Dear all,
I have 450k methylation data from 120 samples. I perform differential methylation analysis (using the m-values) for a interval scaled variable (current_phenotype with levels of 1,2,3) with limma which identifies 1336 hypo- and 635 hypermethylated CpG´s.The significant CpG´s (FDR<0.05 & logFC > 2) are then used for an analysis of differentially methylated pathways using the missMethyl package (gometh function). Although I get several differential methylated pathways I have troubles with interpreting the results. Specifically, how do I know whether higher values of "current_phenotpye" are associated with increased or decreased pathway methylation?

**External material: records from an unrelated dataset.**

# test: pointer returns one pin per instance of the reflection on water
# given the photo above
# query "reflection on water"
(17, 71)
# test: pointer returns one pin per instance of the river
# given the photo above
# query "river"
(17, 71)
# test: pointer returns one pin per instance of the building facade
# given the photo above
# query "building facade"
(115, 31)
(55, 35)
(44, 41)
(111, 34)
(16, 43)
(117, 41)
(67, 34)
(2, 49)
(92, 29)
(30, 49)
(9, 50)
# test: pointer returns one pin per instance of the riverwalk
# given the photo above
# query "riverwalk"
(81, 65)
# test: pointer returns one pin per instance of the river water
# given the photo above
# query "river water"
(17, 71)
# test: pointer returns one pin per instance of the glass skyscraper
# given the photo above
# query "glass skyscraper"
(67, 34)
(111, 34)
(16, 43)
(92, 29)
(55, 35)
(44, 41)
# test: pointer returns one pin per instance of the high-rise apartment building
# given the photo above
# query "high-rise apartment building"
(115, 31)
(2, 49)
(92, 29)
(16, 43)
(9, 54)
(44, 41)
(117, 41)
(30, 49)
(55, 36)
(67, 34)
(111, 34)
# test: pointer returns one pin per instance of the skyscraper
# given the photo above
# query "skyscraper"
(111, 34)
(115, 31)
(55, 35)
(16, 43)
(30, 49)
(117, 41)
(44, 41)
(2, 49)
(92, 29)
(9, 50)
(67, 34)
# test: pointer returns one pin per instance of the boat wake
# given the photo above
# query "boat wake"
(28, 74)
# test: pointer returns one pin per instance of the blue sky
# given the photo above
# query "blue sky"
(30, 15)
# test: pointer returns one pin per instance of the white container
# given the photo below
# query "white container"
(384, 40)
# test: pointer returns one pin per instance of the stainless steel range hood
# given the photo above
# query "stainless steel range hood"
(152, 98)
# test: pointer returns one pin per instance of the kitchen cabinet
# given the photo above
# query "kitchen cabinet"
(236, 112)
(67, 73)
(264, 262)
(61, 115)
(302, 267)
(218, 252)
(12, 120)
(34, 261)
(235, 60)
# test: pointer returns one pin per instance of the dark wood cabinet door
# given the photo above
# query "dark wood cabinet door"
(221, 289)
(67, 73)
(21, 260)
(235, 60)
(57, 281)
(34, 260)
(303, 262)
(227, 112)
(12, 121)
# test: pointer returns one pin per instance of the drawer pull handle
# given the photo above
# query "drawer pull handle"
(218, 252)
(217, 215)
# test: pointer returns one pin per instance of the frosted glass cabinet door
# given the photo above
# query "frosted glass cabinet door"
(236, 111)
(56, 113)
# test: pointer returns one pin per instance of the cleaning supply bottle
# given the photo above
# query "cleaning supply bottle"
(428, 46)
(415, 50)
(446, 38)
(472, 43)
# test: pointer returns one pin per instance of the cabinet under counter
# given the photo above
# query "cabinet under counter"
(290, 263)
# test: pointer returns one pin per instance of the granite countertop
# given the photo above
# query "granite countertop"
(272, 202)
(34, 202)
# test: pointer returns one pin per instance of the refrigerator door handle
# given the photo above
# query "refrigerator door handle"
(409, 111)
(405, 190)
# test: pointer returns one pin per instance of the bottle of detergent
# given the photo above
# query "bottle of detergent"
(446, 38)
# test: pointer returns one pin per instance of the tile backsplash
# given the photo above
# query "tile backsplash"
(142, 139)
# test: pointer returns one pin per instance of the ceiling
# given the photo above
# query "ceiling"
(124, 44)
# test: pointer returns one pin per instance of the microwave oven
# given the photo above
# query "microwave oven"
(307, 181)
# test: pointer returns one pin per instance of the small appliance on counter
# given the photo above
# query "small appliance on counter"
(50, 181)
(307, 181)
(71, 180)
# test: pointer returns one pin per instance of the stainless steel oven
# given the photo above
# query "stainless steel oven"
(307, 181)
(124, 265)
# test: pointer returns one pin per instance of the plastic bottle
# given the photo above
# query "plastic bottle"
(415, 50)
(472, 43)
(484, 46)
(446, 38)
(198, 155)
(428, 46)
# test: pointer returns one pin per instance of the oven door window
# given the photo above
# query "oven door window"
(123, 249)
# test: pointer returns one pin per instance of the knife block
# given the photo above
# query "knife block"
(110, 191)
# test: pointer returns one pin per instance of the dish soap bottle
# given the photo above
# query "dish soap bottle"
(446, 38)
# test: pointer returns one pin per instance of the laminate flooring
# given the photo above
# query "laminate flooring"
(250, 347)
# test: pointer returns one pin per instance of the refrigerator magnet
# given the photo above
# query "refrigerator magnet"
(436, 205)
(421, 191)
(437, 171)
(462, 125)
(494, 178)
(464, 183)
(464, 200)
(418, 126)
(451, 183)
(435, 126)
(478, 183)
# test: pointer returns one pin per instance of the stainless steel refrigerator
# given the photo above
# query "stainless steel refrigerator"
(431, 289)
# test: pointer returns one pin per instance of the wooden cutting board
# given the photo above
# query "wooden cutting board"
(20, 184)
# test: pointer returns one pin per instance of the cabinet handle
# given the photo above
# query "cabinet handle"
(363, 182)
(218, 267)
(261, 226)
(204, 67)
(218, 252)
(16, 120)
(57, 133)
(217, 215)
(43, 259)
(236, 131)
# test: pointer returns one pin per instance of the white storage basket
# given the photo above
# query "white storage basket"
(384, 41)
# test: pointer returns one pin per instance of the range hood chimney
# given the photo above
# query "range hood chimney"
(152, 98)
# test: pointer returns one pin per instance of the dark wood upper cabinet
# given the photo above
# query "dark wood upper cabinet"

Moreover, does it make sense to subject both significant hyper- and hypermethylated CpGs to the pathway analysis (since the gometh function does only know which CpG is significant, however not the direction i.e. whether it is hypo- or hypermethylated)?
Thanks for your help,
Philipp
library(limma) library(missMethyl) design2 = model.matrix(~current_phenotype) fit2 = lmFit(m_values, design2) keep <- fit2$Amean > median(fit2$Amean) fitEb <- eBayes(fit2[keep,], robust=T, trend=T) summary(decideTests(fitEb)) (Intercept) current_phenotype -1 812 1336 0 20713 204111 1 184557 635 tt <- topTable(fitEb,coef=2,sort.by="p", p.value=0.05, lfc=2, adjust.method="BH",number=Inf) gst.KEGG <- gometh(sig.cpg=rownames(tt), all.cpg=rownames(m_values), collection="KEGG", prior.prob = T) gst.KEGG <- gst.KEGG[order(gst.KEGG$FDR),] gst.KEGG <- gst.KEGG[gst.KEGG$FDR<0.05,] head(gst.KEGG)
Dear Philipp,
Could you please use the "ADD COMMENT" button if you want to respond to my answer, rather than posting further questions as an Answer? Otherwise the whole dialog will get messed up on the webpage.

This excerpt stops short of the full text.